What have I learned from this exercise? I don’t know, maybe that I shouldn’t have such low expectations. If anyone cares about my precise methodology:
# create a file of random garbage that is roughly 768 MB large $ dd if=/dev/urandom of=randomfile bs=1024 count=768000 # this Eee PC has 512 MB of RAM; the file will not be cached in RAM $ dd if=randomfile of=sdcard/randomfile
The SD cards are formatted with ext2. This methodology is a little different than the one I found on ossguy’s blog where he profiled by reading and writing raw sectors. He did an undeniably thorough job, though, testing 5 cards against 3 different interfaces.
Hm, since there were no others available where I looked I bought a so-called SDHC card which was designed for camcorders, they can hardly give really bad write performance and indeed I get about 4 MB/s writing to a ext2 filesystem.
I should note that I always set noatime in fstab, because I have no use at all for recorded last-access-times.

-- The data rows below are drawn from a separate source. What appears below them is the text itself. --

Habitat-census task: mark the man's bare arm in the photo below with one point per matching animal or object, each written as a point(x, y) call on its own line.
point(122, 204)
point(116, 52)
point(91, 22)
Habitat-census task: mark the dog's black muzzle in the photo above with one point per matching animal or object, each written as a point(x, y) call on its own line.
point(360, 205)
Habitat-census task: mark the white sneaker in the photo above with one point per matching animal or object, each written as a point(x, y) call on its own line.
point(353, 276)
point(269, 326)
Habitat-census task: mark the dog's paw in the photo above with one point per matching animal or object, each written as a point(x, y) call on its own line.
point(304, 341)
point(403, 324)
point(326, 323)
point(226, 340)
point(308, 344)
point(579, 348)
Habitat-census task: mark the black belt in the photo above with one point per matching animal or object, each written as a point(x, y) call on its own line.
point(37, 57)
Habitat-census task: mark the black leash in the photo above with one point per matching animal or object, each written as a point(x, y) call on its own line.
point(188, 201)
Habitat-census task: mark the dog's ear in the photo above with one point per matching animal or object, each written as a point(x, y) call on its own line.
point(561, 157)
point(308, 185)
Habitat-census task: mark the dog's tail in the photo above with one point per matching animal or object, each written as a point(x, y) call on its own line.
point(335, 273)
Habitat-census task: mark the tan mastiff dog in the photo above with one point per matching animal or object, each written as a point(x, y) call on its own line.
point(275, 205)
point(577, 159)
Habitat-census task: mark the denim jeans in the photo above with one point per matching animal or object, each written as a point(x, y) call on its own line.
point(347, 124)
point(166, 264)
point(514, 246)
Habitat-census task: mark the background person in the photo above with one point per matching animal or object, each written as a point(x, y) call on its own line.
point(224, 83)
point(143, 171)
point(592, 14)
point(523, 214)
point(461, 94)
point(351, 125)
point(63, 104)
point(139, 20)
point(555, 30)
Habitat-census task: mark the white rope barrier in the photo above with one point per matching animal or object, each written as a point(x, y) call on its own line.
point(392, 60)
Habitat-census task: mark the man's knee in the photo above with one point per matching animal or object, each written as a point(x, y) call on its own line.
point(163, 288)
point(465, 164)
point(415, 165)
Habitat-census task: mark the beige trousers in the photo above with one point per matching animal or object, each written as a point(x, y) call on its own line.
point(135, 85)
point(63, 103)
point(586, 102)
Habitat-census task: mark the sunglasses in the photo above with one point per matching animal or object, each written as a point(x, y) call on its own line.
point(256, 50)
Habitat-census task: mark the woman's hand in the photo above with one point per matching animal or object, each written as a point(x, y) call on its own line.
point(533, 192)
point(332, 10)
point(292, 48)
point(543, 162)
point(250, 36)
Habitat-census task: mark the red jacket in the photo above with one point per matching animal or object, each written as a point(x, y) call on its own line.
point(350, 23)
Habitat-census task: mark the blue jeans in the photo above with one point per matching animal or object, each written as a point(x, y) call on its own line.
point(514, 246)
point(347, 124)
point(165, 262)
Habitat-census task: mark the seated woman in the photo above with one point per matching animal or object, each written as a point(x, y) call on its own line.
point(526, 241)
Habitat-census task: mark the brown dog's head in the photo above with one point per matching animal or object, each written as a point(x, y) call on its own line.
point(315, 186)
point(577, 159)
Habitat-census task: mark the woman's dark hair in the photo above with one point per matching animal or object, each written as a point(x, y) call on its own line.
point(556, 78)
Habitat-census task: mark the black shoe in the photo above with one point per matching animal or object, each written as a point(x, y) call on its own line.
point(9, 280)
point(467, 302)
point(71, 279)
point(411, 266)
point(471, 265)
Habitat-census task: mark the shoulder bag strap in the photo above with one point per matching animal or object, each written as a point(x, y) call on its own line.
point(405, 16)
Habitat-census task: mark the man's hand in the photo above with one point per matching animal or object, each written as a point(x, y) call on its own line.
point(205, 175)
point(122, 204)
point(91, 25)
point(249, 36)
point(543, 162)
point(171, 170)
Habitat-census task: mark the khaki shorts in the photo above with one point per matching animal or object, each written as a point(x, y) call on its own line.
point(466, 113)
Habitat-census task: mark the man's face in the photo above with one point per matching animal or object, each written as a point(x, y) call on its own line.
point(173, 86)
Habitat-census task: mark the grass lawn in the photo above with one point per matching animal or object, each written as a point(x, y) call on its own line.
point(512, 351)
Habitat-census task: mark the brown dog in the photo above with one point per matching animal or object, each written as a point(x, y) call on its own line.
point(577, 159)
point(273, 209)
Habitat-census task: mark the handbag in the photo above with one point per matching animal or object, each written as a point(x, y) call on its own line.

I have one little “problem” though, it seems it is not possible to auto-mount the SD card in some specifice place via an fstab entry, very curious (does the SD interface driver get loaded after fstab is already processed?).
Was it because the card was mounted “sync” in the first test, and “async” in the second test?
That is a good point, that comment
# this Eee PC has 512 MB of RAM; the file will not be cached in RAM
is not right, it means that at most 512 MB will be cached, so that can result in 3x as large values as correct (in theory, more like 1.5x probably in reality), so you should add a “sync” at the end.
I didn’t make that error though since I was transfering a 3 GB file via ssh, and I got sustained write speeds of ca. 4 MB/s.
And the “sync” mount option… the homage to users too “stupid” to unmount first…
In addition to being slow, mounting flash cards with the sync
option has the potential to destroy them really quickly. Sync
tells the OS to flush all data and metadata for the file after
*every* write() call. This means the file’s inode (or the FAT
in case of (V)FAT filesystems) is updated millions of times
when writing a large file. Even the most clever of wear levelling
algorithms will struggle under such conditions. One of the
primary uses for SD cards is in digital cameras, so a reasonable
guess is that the wear levelling is optimised for such usage
patters, i.e. files are 1-10MB, and the metadata is updated only
after the file has been entirely written (my guess).
It sounds like there are some good angles to test, like the noatime setting. I still wonder why the Eee PC’s default configuration would be so suboptimal. But this might have been an oversight.